I used to have time to read my comics in a coffee shop. Now I have to read them in the bathroom. Then I write reviews of them. I wash my hands in between.
TEEN TITANS #28
Okay, okay, here’s where I give Marvel a break and return my ire to where it truly belongs: DC Comics.
Let me see if I completely understand what’s going on in
this book: So Bart Allen, Kid Flash, is actually some kind of revolutionary
from the future. He traveled back to OUR time as some sort of witness
protection program or something. But the law of the future is still looking for
him there. I guess he was a leader in the organization, bad person, caused a
lot of trouble. Now, in about as loose a connection to Forever Evil as you can
get, the Crime Syndicate has thrown him (and all his teammates) back to the
future where he’s a wanted criminal and now he’s on the hook and standing trial
for his crimes.
So, as the way in comics, his team has been torn between
upholding the law of this new time they have found themselves in and helping
out their friend who they, of course, don’t believe is as bad as all that, all
evidence to the contrary. So they’ve been fighting with the locals, fighting
with each other, arguing with the version of Brainiac 5 that’s in charge
(because in these future scenarios you KNOW there’s a Brainiac 5 nearby). And
now they are stuck in the middle trying to keep the remaining revolutionaries,
excited by Bart’s return, from killing all the people in charge (The
Functionary).
Maybe I’m too old to be reading this book. It just seems so…trite.

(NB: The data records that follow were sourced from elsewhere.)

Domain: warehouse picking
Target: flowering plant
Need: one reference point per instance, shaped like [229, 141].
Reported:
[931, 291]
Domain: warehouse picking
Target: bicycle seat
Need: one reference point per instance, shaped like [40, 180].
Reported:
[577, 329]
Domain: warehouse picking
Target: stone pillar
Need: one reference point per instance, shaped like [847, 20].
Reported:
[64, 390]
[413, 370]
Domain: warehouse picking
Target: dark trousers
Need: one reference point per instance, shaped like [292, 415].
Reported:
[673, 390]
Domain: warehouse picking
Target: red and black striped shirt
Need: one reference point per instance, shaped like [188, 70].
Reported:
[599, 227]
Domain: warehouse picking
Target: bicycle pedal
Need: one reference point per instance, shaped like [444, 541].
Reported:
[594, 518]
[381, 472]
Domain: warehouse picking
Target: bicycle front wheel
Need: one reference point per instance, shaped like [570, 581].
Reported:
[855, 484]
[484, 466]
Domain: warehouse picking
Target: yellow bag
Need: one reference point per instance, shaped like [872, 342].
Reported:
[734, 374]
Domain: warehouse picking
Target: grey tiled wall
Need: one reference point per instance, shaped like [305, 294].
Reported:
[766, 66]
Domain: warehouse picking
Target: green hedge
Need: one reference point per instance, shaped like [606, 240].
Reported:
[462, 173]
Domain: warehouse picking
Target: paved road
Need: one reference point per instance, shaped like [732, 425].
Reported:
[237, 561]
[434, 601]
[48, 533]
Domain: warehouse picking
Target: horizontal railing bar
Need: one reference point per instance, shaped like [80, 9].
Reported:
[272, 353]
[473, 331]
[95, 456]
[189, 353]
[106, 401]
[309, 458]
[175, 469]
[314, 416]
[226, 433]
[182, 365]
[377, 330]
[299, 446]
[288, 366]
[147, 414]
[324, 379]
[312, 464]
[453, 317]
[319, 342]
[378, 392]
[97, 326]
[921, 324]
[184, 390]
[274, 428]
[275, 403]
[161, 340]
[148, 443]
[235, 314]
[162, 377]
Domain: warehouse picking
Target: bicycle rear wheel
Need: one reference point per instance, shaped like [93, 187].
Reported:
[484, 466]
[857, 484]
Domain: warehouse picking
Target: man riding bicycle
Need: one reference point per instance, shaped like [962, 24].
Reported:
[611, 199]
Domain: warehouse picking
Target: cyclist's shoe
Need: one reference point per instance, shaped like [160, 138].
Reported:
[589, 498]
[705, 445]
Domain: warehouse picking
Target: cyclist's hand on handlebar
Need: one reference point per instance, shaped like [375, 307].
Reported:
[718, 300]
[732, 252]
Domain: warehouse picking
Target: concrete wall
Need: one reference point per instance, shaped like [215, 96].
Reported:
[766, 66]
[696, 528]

“After all we’ve been through, as Titans, as friends, why
didn’t you tell us? We could have helped you!”
“You have to see him for who he is! Not who you desperately
want him to be!”
“In my head I understand she’s right. In my heart he’s still
that goofball who borrowed my shirt to be annoying”
Blergh. This is written worse than 90210. Both of them. Except for the episode about gun control in the first series, the one where David Silver's friend with the cowboy hat accidentally kills himself. That one is legendary television. I digress.
Then THEN We discover that the whole thing, the whole
leading the rebellion, Bart’s entire motivation is all about survivor’s guilt
from his parents and wanting to make them proud.
That’s it.
And it takes his sister showing up in a giant ass spaceship
threatening to blow up EVERY living thing in the vicinity, Rebellion and
Functionary (and Titans) just to end the rebellion.
“But what would our parents want??” “They’d want you to come
home” And hug and collapse.
Vomit.
Just clichéd and lazy writing. Then there’s the obligatory
ending scene where they all stand up for Bart’s judgment, he’s remanded to a
prison planet and his team shouts an uproar but Bart says no, don’t fight it.
Not because it’s the LAW that he just subjected himself to, but because his
jailers are time travelers and would only hunt them all down forever if they
were to bust him out. So the message here is ‘don’t break the law because it’ll
be a great big hassle for the rest of their lives’. Aces.
THEN in the first surprising moment of the book, the
Solstice character who is in love with Bart, was imprisoned with him way back
at the start refuses to be left behind without him and insists she go with him.
The magistrates say ‘Absurd, you have committed no crime”. SO SHE BLASTS HIM!
And then says ‘there’s my crime, take me away!’ This is pretty serious! They
are changing the game!
I’ll stick around for the next issue, mostly because the
series is over in a couple issues, but this thing just never seemed to click with
me. Again, I’m probably too old.
And who’s this damn Superboy that’s along for the ride? This
isn’t the regular Superboy! Get offa my lawn!